Mais uma semana, mais um livro...
Desta feita, e sob sugestão de uma crónica deste senhor, lá me pus a caminho para ir ler este livro,.
Numa só palavra: delicioso.
Aqui já deixei o poema inicial que até acho que será um dos próximos requisitados para um futuro recital.
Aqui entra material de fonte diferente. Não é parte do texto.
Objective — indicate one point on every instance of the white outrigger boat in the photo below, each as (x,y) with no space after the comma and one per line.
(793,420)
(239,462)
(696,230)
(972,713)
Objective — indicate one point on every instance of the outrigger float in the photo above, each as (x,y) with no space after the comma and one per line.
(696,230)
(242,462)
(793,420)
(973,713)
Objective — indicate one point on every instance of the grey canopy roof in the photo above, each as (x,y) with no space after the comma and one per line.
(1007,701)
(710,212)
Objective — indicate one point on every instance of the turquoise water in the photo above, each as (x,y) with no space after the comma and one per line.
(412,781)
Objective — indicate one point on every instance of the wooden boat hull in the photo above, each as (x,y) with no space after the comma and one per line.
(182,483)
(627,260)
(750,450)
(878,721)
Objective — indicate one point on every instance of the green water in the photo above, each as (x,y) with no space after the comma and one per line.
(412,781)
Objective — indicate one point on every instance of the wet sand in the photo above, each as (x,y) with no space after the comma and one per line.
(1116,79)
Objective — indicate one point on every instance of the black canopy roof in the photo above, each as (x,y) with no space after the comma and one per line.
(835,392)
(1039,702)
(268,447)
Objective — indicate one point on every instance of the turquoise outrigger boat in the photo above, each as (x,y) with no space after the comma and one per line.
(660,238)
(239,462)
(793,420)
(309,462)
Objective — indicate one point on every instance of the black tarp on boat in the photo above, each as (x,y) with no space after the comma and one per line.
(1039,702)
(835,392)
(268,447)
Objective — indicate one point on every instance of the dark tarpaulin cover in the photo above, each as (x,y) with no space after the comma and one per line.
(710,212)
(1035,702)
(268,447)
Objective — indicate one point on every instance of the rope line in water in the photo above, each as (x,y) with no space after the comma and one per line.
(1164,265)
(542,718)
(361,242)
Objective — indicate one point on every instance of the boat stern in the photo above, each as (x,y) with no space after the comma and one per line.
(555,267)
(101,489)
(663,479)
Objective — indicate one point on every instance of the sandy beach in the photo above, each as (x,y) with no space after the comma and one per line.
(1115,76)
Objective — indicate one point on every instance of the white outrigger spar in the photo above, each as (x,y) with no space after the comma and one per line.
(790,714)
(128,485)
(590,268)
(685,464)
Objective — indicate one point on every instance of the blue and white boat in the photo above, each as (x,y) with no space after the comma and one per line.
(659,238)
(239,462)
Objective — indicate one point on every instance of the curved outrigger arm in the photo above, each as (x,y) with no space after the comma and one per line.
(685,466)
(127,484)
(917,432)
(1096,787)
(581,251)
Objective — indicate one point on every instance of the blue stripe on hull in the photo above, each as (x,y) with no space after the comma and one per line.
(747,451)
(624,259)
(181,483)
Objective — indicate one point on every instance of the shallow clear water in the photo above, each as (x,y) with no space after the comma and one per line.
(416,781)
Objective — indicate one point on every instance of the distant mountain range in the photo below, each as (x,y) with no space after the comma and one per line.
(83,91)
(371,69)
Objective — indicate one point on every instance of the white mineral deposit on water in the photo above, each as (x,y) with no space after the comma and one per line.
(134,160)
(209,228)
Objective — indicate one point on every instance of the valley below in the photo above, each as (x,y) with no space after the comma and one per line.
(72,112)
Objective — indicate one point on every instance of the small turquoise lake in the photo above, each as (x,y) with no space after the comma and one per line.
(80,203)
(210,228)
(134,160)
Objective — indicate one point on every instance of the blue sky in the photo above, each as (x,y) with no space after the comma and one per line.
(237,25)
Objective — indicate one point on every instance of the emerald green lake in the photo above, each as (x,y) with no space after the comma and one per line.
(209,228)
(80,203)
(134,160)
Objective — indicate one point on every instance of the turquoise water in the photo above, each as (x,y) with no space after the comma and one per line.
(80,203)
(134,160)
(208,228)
A estrutura barroca da narrativa apenas lhe confere um tom ainda mais irónico. O facto de ter sido publicado pela primeira vez em 77 ajuda-nos a integrá-lo numa época e num tipo de crítica mais ou menos evidente.
Há, contudo, um desafio que lanço a todos os estruturalistas: quantas vezes aparece escrita a fatal palavra "filho-da-puta"?
Quem quiser responder não é bem vindo.
O grande defeito que tenho a apontar é mesmo o facto de eu me conseguir facilmente identificar com alguns dos estereótipos de filho-da-puta apresentado. Mas isso terá que ser debatido de mim para mim a fim de chegar a algumas conclusões sobre o rumo da minha vida. Talvez deva mesmo começar a ler os escritos reflexivos do Dalai Lama.